Forzaroma.info
I migliori video scelti dal nostro canale

news as roma

Castan e il dramma del tumore: “Non mi reggevo in piedi. Ho pensato di morire”

Castan e il dramma del tumore: “Non mi reggevo in piedi. Ho pensato di morire” - immagine 1
Le sue parole: "Mio nonno era morto per un cancro al cervello, 'Sarà così anche per me'. Ho fatto di tutto per tornare al mio livello. Tutto. Non è stato possibile. Ma sono ancora qui"
Redazione

Leandro Castan è tornato a parlare del dramma vissuto nel 2014. Al brasiliano era stato diagnosticato un cavernoma cerebrale che ha poi compromesso la sua carriera. Queste le sue parole ai microfoni di Gianlucadimarzio.com: "Maicon mi chiese 'Tutto bene?'. Durante il riscaldamento sentii un fastidio al flessore e Rudi Garcia mi cambiò all’intervallo. Torno a casa e inizio a non stare bene. Passa la notte, mi sveglio. La mia testa gira, gira forte. Cosa mi sta succedendo? Sto morendo? Andai in ospedale. Mi fecero una risonanza magnetica. Guardai il dottore della Roma. Era preoccupato. 'Cosa mi avete trovato?'. 'Niente, vai a casa. Ti chiamo dopo'. 'Dimmi cos’ho. Ero nervoso. 'C’è qualcosa al cervello'. Mentre stavo tornando, chiamarono per dirmi di tornare in ospedale. Non capivo più nulla. Mai avrei pensato di poter vivere qualcosa di simile. I primi 15 giorni furono terribili. Non mi reggevo in piedi, vomitavo molto, persi 20 kg. Ero senza forze. All’inizio la Roma scelse di nascondere tutto. Decisi di isolarmi. Tolsi i social. Ma un giorno guardai il telefono. Su Twitter mi uscì un articolo: 'Leandro Castan ha un tumore, potrebbe morire'. La paura mi invase. Io non sapevo ancora cosa avessi. Nessuno mi aveva detto niente. Né il club, né i dottori. Nessuno. 'Stai calmo', mi ripetevano. Poi quel pensiero: mio nonno era morto per un cancro al cervello. 'Sarà così anche per me'. 

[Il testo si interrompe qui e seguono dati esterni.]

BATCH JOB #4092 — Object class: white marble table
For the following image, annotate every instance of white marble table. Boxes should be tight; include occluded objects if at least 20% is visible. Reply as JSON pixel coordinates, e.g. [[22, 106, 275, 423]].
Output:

Castan e il dramma del tumore: “Non mi reggevo in piedi. Ho pensato di morire”- immagine 2

Il brasiliano ha poi aggiunto: "Passano settimane. 'Hai un cavernoma cerebrale. Non potrai più giocare a calcio'. Buio. 'È la fine'. La testa va, non si ferma. Mi chiamarono in clinica e mi dissero tutto. 'Al terzo mese della gravidanza il tuo cervello si è sviluppato in modo non corretto. Se prendi una botta durante una partita ti potrebbe partire un’emorragia cerebrale e potresti morire. O smetti o ti operi'. Mi avrebbero dovuto aprire la testa. Un intervento molto pericoloso. 'No, non lo faccio'. Dentro di me c’era la convinzione di non operarmi e di dire addio al calcio. Poi un giorno, guardando una partita, cambiò tutto. 'Non posso smettere'. Chiamai mia moglie per dirglielo. Poi sentii il dottore. 'Va bene Leo, passa il Natale con la famiglia e poi ti operiamo'. 'No dottore, devo farlo subito'. Dopo una settimana feci l’intervento. Ero uno dei difensori più forti della Serie A. Volevo vincere il campionato con la Roma e conquistare la Nazionale. In poco tempo mi ritrovai su un letto d’ospedale con un tumore in testa. Dovevo imparare a vivere di nuovo. Vivere una vita diversa e combattere con un malessere che piano piano nasceva in me. Ho fatto di tutto per tornare al mio livello. Tutto. Non è stato possibile. Ma sono ancora qui".